Mark Adlington dorastał na zachodnim wybrzeżu Irlandii. Pomiędzy urwistymi klifami i łagodnymi zatokami, linia brzegowa pozwala spojrzeć na ogrom Atlantyku. Foki i foki, które mają swoje siedliska u wybrzeży Szmaragdowej Wyspy, w magiczny sposób przyciągnęły Adlingtona. Obserwował je i już jako dziecko zaczął tworzyć rysunki. Irlandzkiego artystę urzekło podobieństwo, jakie łączyło te zwierzęta, a także wyjątkowość każdego z nich z osobna. Malarstwo i miłość do zwierząt sprawiły, że Adlington zapragnęła zdobyć artystyczne wykształcenie. Wyjechał do Szkocji i studiował najpierw historię sztuki, a później poświęcił się sztukom pięknym w Londynie. Po zdobyciu tytułów naukowych Mark Adlington zdecydował się na karierę zawodową w domu aukcyjnym Sotheby's. Dopiero po kilku latach doświadczeń zawodowych Mark zaryzykował wolność jako niezależny artysta.
Od czasu tej decyzji artysta podróżuje po świecie. Mieszkał z Gavinem Maxwellem i jego wydrami w Szkocji i zilustrował historię życia tego konserwatora. Adlington podjął się ekspedycji do świata polarnego i badał niedźwiedzie polarne w ich środowisku naturalnym.
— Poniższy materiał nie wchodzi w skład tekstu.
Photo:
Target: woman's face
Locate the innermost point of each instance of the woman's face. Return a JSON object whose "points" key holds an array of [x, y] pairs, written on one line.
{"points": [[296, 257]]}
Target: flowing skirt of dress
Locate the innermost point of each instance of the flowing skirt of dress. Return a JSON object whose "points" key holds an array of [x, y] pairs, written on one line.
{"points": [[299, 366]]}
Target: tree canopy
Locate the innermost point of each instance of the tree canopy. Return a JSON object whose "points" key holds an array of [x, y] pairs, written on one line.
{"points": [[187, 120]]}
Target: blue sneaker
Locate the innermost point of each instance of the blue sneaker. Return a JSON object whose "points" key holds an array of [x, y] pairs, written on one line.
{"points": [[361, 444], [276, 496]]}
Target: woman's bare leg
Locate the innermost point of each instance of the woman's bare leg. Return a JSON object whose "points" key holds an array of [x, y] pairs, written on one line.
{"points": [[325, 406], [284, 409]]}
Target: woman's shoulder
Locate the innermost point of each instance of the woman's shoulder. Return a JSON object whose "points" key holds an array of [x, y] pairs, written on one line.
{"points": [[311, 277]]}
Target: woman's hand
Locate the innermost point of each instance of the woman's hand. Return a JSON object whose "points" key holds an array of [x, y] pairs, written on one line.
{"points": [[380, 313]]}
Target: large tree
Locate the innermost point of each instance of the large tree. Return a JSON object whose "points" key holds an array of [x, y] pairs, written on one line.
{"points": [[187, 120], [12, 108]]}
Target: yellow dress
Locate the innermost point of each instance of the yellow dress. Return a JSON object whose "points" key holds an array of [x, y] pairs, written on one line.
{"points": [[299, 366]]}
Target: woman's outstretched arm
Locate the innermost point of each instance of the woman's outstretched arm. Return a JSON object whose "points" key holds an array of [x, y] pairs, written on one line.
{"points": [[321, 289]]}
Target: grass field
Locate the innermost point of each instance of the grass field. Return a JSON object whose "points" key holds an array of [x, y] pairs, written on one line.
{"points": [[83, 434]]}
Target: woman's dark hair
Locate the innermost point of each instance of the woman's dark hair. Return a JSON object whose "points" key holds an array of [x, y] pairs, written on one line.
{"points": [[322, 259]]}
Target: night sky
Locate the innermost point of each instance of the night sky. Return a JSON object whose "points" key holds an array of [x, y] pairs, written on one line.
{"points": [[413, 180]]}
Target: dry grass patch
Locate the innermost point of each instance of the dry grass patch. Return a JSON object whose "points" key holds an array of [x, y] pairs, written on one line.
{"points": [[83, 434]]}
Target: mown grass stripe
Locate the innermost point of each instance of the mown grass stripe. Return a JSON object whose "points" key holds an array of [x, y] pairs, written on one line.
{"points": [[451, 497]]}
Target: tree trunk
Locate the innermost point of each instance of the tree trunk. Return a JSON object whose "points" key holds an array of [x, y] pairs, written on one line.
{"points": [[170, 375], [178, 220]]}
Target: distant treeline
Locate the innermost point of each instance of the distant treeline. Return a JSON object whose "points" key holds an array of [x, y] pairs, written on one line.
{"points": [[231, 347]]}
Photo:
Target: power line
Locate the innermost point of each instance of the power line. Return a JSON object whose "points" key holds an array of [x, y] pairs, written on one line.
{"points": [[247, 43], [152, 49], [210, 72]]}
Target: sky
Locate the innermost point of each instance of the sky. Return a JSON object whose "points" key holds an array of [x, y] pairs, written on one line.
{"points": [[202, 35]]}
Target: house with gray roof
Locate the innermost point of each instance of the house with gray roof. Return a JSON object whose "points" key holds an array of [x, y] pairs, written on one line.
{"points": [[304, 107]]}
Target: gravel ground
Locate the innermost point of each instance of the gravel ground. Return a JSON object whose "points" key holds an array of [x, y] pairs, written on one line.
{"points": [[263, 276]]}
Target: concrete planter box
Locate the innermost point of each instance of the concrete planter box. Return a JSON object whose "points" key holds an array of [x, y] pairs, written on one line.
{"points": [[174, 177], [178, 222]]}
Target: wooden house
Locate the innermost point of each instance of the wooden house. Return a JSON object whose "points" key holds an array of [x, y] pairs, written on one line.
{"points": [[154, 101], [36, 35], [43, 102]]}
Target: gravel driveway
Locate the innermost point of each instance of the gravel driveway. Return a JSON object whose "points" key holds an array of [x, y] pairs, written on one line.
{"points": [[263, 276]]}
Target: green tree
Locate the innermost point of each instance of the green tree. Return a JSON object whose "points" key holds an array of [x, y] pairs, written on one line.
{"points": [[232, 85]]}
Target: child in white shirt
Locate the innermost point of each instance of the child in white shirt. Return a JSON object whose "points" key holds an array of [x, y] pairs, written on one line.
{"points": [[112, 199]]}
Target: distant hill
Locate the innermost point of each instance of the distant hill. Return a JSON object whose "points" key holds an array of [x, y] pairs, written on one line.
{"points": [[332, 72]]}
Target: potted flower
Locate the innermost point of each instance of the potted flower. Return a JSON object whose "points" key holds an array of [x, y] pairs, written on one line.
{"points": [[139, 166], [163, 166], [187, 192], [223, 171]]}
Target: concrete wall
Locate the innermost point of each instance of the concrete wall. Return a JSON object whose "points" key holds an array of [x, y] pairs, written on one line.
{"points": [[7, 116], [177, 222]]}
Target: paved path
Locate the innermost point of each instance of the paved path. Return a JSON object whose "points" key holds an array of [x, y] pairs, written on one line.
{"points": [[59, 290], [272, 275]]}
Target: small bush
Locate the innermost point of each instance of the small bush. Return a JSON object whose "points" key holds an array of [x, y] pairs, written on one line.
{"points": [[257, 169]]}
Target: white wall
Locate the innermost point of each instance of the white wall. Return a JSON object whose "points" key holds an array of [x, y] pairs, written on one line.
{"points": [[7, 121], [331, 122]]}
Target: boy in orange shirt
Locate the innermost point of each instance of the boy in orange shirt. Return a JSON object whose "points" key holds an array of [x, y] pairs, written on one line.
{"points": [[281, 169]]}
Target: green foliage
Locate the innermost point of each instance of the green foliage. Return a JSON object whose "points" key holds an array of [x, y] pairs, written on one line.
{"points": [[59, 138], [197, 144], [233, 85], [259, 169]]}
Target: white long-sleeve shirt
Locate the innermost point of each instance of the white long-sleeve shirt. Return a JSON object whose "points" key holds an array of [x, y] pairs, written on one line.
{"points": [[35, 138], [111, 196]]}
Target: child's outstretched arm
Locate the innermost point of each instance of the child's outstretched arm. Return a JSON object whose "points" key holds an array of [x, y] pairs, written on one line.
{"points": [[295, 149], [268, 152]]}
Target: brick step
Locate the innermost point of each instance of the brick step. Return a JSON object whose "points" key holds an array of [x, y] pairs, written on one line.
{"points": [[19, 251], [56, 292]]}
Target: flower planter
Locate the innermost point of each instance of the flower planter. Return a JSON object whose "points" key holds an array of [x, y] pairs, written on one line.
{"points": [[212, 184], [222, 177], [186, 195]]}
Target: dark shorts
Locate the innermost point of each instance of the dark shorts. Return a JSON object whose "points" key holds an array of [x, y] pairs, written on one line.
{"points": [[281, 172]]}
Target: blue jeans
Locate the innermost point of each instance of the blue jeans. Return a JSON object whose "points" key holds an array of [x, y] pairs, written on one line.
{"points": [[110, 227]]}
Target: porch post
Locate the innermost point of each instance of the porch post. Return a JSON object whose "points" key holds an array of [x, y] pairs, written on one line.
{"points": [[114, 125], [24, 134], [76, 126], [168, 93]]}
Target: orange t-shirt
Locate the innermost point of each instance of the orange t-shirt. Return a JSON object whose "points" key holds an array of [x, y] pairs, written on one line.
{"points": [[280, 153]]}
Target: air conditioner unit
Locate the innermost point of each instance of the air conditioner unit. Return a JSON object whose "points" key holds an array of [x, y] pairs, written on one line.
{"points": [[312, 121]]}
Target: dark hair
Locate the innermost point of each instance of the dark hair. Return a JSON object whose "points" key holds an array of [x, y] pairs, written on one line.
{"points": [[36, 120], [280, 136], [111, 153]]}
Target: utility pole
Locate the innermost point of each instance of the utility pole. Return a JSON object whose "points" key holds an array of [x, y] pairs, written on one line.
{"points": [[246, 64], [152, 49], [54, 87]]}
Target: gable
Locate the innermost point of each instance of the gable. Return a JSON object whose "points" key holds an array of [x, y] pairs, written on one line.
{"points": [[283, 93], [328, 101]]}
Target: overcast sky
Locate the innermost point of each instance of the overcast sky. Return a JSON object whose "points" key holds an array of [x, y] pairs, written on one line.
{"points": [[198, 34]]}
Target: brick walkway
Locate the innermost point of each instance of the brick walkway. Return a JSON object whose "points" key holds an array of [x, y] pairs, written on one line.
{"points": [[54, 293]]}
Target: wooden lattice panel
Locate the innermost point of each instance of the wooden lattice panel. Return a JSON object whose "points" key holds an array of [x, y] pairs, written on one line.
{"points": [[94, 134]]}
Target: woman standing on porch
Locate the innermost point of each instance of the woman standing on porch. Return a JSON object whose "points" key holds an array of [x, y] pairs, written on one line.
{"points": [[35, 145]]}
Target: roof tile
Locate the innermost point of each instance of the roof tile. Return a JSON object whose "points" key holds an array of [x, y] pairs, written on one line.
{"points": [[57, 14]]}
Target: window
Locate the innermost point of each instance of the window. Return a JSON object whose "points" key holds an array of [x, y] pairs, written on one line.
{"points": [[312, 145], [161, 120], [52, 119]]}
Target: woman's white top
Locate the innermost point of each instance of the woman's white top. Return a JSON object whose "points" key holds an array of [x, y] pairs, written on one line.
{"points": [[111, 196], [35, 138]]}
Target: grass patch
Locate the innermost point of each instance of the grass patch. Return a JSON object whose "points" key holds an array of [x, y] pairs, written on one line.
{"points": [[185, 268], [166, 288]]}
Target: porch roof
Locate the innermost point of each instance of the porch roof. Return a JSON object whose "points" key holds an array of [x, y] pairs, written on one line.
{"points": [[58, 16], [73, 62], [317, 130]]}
Artysta musiał bywać w najpiękniejszych miejscach na świecie, aż w ostatniej fazie swojej twórczości zwrócił uwagę na dziką przyrodę Afryki. Adlington tropi subtelności zwierząt, wychwytuje ich ruchy i tworzy obraz, który przedstawia fragment siedliska. Są to wspaniałe przedstawienia, które mówią o miłości i szacunku artysty. Mark Adlington nigdy nie jest nieprzygotowany. Jego wizyty i podejście do zwierząt odbywają się w ścisłym porozumieniu z obrońcami przyrody i strażnikami. Artysta, jako milczący obserwator, podchodzi do zwierząt i rejestruje ich ruchy, gesty i interakcje. Mark Adlington uwiecznił w książkach swoje przeżycia i wyjątkowe chwile w zimnej strefie polarnej i w rejonach Afryki. Ilustracje uzupełnione są wypowiedziami działaczy na rzecz praw zwierząt i osób wspierających projekty, co pokazuje, jak wyjątkowe są siedliska na świecie.